On July 1, interest rates on some federal student loans will drop by 3 percentage points, allowing certain borrowers no longer in school to lock in a low rate for the life of their loans and potentially save thousands of dollars in interest charges.
They can do this by converting student loans issued before July 1, 2006 into a single consolidation loan that could carry a fixed rate as low as 3.625 percent.
There are a number of rules borrowers need to understand, the first being that waiting until July 1 is key. Act a day too soon, and it will cost them by locking them in at current rates ranging from 6.625 percent to 8.125 percent.
To maximize their savings, however, former students should wait no longer than six months after leaving school. So somebody who just graduated in May has until November to reap the maximum benefit.
Consolidation loans essentially are an opportunity to refinance college debt. The process involves taking one or more student loans and converting them into a single, fixed rate loan.
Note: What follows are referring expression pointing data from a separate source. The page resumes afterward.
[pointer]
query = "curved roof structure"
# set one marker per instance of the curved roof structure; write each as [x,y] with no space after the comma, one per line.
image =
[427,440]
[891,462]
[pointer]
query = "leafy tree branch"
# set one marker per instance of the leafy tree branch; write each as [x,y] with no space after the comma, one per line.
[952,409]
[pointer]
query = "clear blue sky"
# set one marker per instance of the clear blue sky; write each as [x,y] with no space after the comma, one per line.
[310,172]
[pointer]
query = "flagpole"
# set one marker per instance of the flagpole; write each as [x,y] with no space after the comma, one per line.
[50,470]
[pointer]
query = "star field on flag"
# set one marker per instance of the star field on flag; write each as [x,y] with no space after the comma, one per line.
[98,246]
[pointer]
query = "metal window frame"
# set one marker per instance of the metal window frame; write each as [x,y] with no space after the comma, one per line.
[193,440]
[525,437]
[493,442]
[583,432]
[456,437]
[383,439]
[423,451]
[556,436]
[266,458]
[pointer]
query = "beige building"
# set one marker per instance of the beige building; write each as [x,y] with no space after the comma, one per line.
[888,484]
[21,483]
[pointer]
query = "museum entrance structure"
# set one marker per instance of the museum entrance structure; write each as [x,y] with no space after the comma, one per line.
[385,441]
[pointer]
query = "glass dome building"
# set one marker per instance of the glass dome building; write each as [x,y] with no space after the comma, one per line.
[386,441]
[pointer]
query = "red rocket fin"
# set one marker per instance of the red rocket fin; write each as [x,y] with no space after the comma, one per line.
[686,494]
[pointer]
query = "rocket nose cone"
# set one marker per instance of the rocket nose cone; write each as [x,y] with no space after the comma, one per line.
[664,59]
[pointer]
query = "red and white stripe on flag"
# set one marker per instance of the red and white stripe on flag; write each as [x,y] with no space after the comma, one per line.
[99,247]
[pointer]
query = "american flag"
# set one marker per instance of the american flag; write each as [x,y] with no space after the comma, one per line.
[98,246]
The process provides the opportunity to lengthen repayment periods in order to lower monthly payments and make it easier to manage multiple loans by combining them into a single monthly payment.
The big incentive, however, has been the opportunity to take a variable rate loan with payments that rise and fall with interest rates and convert it into a fixed-rate loan with payments that remain the same. This was true particularly during periods of falling interest rates.
The consolidation-loan business, however, is in serious decline now as a result of changes in federal student loan rules and the recent turmoil in the credit markets triggered by the subprime loan crisis.
Student lenders such as Sallie Mae that a few years ago aggressively pitched consolidation loans to recent graduates now are pulling out of the market.